Louise propose de quitter la cantine. Après notre passage à la plonge, je m'éloigne de mon côté pour les laisser tous les trois. C'est une habitude désormais. Aujourd'hui la sonnerie arrive vite. Il faut dire que nous avons beaucoup discuté à la cantine. Je crois même ne jamais avoir autant parlé.

Le cours d'Histoire arrive à son tour. Monsieur Cardot ne manque pas de nous réciter son discours de bonne année. Je l'ai déjà entendu suffisamment depuis ce matin, stop ! Au lieu d'écouter, je jette un œil à ma fenêtre. Elle m'a manqué durant ces deux semaines. Dans la cour, sept chevaux sont placés dernière une même ligne. Ils semblent se préparer à courir, comme lors de paris. Je n'aime pas cela : beaucoup se voient ruinés à force de miser toutes leurs économies sur des chevaux.

Mais comme ici je n'ai pas d'argent en jeu, je me décide à deviner lequel pourrait l'emporter. Les sept chevaux ne sont pas différenciés par des numéros, mais par une couleur, différente pour chacun. Sans aucune hésitation, je choisis de miser sur le bleu.

Monsieur Cardot commence à nous distribuer une activité à réaliser, lorsque qu'un coup de feu annonce le début de la course. Très vite, le cheval vert ainsi que le bleu distancent les cinq autres, mais c'est sans compter le jaune qui s'approche d'eux de plus en plus. La cour de récréation me paraît tout de même petite pour une course de chevaux, elle risque de se passer très vite.

Rapidement, les participants en tête ralentissent, épuisés. C'est alors que le cheval rouge dépasse le jaune, puis le vert. Rien n'est perdu pour mon favori, toujours devant les autres. Cependant il faiblit beaucoup plus vite. L'écart entre lui et le rouge se rétrécit à une vitesse prodigieuse. Le cheval vert revient à la charge... Le rouge ralentit un court instant, mais parvient à puiser suffisamment de force pour accélérer de nouveau. Courage, cheval bleu ! Tu peux y arriver !

La ligne d'arrivée est toute proche... Et je vois le premier cheval à la traverser : le rouge. Le vert arrive deuxième, suivit du bleu. Puis, c'est au tour du violet, qui venait tout juste de dépasser le jaune. Je suis déçue d'avoir perdu... Mais bon, le bleu est tout de même sur le podium. Le vert est deuxième : Midori doit être ravie ! Soudain, Théo m'extirpe de ma rêverie :

— T'as répondu à aucune question, Léa... On peut le faire à deux si tu veux que je t'aide. Le prof nous a dit qu'on pouvait travailler en binôme.

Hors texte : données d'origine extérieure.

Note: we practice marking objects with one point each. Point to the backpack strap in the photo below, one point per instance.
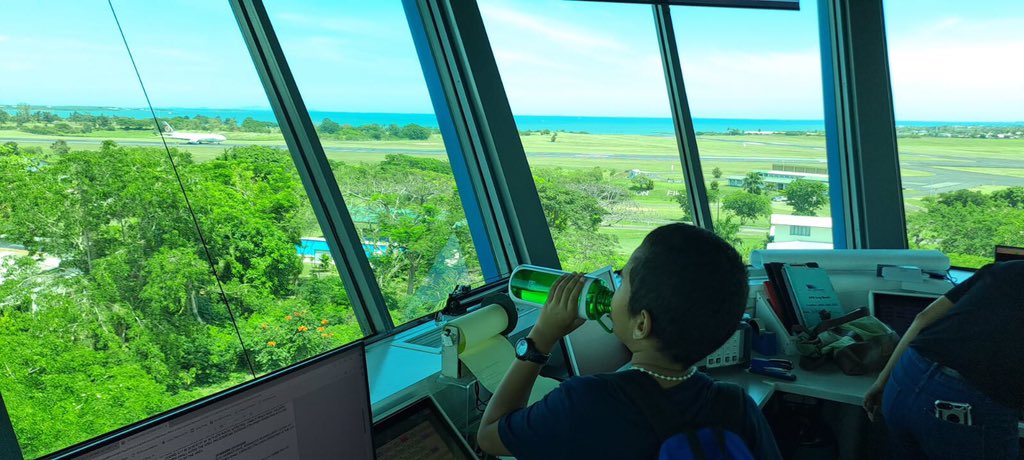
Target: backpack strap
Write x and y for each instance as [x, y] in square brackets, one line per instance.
[727, 410]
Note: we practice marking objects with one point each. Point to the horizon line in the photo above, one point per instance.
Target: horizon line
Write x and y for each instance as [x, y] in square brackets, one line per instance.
[267, 109]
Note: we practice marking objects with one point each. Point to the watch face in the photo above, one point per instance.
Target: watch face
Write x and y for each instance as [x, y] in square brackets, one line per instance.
[521, 346]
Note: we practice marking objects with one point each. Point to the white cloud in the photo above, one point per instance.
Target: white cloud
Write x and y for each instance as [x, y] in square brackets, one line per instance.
[954, 70]
[556, 32]
[738, 84]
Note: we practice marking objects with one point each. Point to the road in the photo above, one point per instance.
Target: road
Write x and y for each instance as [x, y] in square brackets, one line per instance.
[941, 178]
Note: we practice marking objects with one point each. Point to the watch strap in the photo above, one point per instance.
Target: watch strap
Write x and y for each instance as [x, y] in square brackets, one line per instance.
[532, 354]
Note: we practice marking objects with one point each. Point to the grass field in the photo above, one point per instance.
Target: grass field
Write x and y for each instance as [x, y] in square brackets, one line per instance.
[928, 165]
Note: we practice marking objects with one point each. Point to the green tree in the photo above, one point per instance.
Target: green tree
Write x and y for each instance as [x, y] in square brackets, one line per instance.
[754, 183]
[23, 114]
[641, 182]
[748, 206]
[59, 147]
[715, 197]
[728, 230]
[1012, 197]
[9, 148]
[329, 127]
[684, 204]
[806, 197]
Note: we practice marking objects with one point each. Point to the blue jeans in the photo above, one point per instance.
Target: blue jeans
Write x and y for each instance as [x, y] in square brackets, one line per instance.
[908, 408]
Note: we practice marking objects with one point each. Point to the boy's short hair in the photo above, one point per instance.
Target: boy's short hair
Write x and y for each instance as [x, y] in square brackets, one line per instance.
[693, 285]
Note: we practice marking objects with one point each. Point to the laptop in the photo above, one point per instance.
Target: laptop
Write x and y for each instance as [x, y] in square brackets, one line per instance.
[419, 431]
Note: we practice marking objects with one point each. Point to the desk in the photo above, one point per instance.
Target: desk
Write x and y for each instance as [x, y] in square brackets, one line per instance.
[826, 383]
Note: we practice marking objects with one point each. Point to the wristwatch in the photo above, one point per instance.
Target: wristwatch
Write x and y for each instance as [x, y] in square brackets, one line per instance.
[525, 349]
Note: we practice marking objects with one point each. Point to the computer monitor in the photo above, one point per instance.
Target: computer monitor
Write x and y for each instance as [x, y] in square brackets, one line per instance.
[318, 408]
[419, 431]
[897, 309]
[1004, 253]
[590, 348]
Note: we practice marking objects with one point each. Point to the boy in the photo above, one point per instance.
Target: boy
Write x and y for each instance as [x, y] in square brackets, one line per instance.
[682, 295]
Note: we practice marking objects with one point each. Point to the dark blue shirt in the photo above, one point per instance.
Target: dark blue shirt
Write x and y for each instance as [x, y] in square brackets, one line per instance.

Il parle de l'activité que le professeur nous a distribuée. Mince ! J'étais tant absorbée par la course que j'en ai oublié de la réaliser.

— Non t'inquiète pas, j'avais juste la tête ailleurs. Je vais y arriver toute seule.

Il acquiesce et se concentre à nouveau sur sa feuille. J'ai tant l'habitude de tout faire toute seule que je lui ai répondu sans même réfléchir. J'espère au moins qu'il ne m'en veut pas trop...

Je le regarde discrètement. Il continue son activité d'Histoire, sans que je puisse déceler quoi que ce soit sur son visage. Alors, je me retourne vers ma propre fiche et commence à répondre aux questions. Je suis tout de même déçue de ne pas le faire avec lui.